Sunday, July 01, 2007

 
The Restaurant


-Where’s Chef? They made me bring back this Bananas O’Toole. Customer said more O’Toole–at least his socks–than bananas!

-Clever! For the usual grotesque pig out there.

-Well, what am I to...?”

-Here! Throw a sprig of mint on top. Tell him Chef handled it personally.

-Yeah, but where is...?

-Hey! Kitchens are stress! He’s in the back alley jerking off. Or shootin up.
Or both.

-Jesus Christ!

-Simultaneously.

-Handled!

-Oh well, wait staff regularly wipe the empty plates on their ass.
But that’s symbolic. That is, your trouser-clad butt is cleaner than
anything else in this establishment.

-God! I was down to nothing. I had to get a job. Anything!

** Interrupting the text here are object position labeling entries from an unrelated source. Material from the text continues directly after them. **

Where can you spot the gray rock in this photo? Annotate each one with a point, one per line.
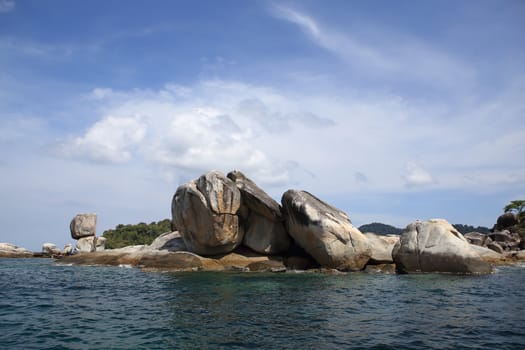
(50, 249)
(324, 232)
(436, 246)
(381, 248)
(83, 225)
(170, 241)
(205, 214)
(264, 230)
(86, 244)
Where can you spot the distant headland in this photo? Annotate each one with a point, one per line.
(228, 223)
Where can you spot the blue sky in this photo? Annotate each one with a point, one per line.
(392, 111)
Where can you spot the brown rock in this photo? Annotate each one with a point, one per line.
(324, 232)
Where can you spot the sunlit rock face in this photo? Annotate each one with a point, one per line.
(204, 212)
(436, 246)
(324, 232)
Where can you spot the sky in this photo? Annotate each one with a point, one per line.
(390, 111)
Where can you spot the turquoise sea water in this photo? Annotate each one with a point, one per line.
(47, 306)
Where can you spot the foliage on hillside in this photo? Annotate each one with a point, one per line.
(468, 228)
(380, 229)
(141, 233)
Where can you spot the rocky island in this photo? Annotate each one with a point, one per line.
(228, 223)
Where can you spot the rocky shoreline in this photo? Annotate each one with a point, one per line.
(227, 223)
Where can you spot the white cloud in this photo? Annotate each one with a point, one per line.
(7, 6)
(384, 52)
(417, 176)
(112, 139)
(337, 141)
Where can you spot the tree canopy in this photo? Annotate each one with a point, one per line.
(517, 207)
(141, 233)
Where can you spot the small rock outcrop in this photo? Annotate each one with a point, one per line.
(436, 246)
(170, 241)
(264, 230)
(83, 225)
(8, 250)
(50, 249)
(205, 213)
(324, 232)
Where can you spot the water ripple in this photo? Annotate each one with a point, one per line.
(64, 307)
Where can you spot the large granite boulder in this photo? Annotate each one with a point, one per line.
(264, 230)
(436, 246)
(83, 225)
(324, 232)
(205, 214)
(381, 248)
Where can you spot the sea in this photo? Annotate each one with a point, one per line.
(48, 306)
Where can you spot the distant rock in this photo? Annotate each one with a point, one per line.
(8, 250)
(381, 248)
(205, 213)
(68, 249)
(324, 232)
(50, 249)
(380, 229)
(83, 225)
(477, 238)
(264, 230)
(505, 221)
(170, 241)
(436, 246)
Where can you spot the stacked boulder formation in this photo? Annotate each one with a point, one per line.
(229, 223)
(217, 214)
(83, 228)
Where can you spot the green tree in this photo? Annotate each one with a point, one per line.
(141, 233)
(517, 207)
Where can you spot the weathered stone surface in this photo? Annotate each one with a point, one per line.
(324, 232)
(494, 246)
(205, 214)
(261, 216)
(381, 248)
(50, 249)
(86, 244)
(436, 246)
(170, 241)
(83, 225)
(8, 250)
(163, 260)
(477, 238)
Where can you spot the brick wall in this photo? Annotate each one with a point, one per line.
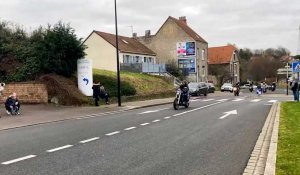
(26, 92)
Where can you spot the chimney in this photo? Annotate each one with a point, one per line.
(134, 35)
(183, 19)
(147, 33)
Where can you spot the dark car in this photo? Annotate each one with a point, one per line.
(197, 89)
(211, 88)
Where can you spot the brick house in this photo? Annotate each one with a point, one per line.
(165, 44)
(101, 49)
(226, 58)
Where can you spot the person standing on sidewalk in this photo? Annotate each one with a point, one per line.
(295, 88)
(96, 92)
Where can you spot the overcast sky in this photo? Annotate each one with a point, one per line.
(254, 24)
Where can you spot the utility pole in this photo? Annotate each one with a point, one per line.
(117, 51)
(287, 78)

-That why we’re all here. Management is full of shit, except in the ingenious
way they name the dishes. They’d screw you outa even our minimum wage
if they could. Actually it’s minimum wage for Pakistan.

-Why do you stay?

-Good place to score drugs. And everybody fucks everybody else after
our wee-hour parties. Even during.

-Sounds like utter despair! Ugh! More disgusting than Chef!

-Only at first. We share the tips and the end of the night is suicidal.

-No...impetus for service!

-Never has been. Ever. The vandals got the handle. We just do what we can.

-It’s Nihilism!

-You went to college! Just reaction of workers under continuously gouging Capitalism.